Bongo Drum Facts

Bongo Drum Facts
Bongo drums are a musical instrument in the percussion family that are believed to have originated from both the African and Cuban cultures. Bongo drums are a pair of drums attached together and played together. The larger drum is referred to as the hembra (female) in Spanish and it is attached to the smaller drum referred to as the macho (male) in Spanish. The general idea is that the bongo drums are Cuban in their invention but African in their concept because of their design influences. Bongo drumming appears to have become popular in the late 1800s in Cuba in the music styles called Son and Changui.
Interesting Bongo Drum Facts:
The bongo drums are believed to have originated in Cuba's eastern region in the Oriente Province in the late 1800s. In the 1900s the bongo drum found its way to Cuba's western region, in Havana, with Son style music.
Bongo drums have an open bottom - similar to the Bantu or Congo drums from central Africa - which is the reason why bongos are believed to have been influenced by African drum design.
The size of bongo drum heads can vary but are usually between 6 and 7 inches to between 7 and 8.5 inches.
The drum heads of bongos made for children are usually between 5 and 6 inches.
When playing the bongos the drummer usually holds them positioned between their legs. The position of the bongos depends on player preference but the technique of striking the bongos is the same in that the drummer strikes with their finger pads, thumbs, and heels of the hand, but never their knuckles.
Bongos must be maintained with drum oils that keep the skin of the drum from drying out and cracking. This cracking can occur because air can dry out the skin and hands can absorb the oils which robs the drum skin of moisture.
Most bongos are made of wood, with drum skins made of either animal skin or plastic.
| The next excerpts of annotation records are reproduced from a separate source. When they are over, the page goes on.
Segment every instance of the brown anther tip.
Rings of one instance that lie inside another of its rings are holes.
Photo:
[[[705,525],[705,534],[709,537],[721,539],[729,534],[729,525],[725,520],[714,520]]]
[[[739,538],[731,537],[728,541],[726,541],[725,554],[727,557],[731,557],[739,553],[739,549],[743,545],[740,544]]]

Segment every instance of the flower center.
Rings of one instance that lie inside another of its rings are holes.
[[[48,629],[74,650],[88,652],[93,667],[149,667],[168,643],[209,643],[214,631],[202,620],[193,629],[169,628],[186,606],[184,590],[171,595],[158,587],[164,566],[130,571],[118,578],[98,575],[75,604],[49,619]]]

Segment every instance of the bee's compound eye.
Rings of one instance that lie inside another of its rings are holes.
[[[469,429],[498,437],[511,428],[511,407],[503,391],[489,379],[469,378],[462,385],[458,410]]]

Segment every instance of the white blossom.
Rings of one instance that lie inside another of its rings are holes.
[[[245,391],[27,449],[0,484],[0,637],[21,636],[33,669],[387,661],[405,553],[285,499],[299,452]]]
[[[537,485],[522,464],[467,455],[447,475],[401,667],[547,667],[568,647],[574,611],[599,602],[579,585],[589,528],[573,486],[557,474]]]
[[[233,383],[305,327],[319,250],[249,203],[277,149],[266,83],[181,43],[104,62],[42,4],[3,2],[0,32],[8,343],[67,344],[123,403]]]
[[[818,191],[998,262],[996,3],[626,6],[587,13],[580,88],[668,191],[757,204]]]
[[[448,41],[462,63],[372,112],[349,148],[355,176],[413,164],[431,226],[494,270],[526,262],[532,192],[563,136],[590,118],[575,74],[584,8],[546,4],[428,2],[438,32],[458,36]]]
The body is sometimes made of ceramic or metal instead of wood.
Sometimes bongos are mounted on a stand and struck with drum sticks instead of hands.
The bongo drum is made up of several parts including the drum skin, shell, lugs, tuning ring, bearing edge, and center block or bridge.
Tuning of the bongo drum skins was commonly done by using heat but in the 1940s the tuning lugs were added to the bongo design which made it possible to tune the instrument without heat.
Bongo drums are the world's most common hand drum thanks to the popularity of Cuban big band music that gained international attention when it was introduced.
Musicians who play bongo drums are referred to as bongoseros.
Famous bongoseros that helped to bring the bongos to international attention include Augustin Gutierrez, Antolin Suarez, Pedro mena, Jose Manuel Carriera Incharte, Romanocito Castro, Armando Peraza, Chino Pozo, and Ralph Marzan, among many others.
James Dean and Marlon Brando, both Hollywood legends, learned to play the bongos from Jack Costanzo, a master bongosero and teacher.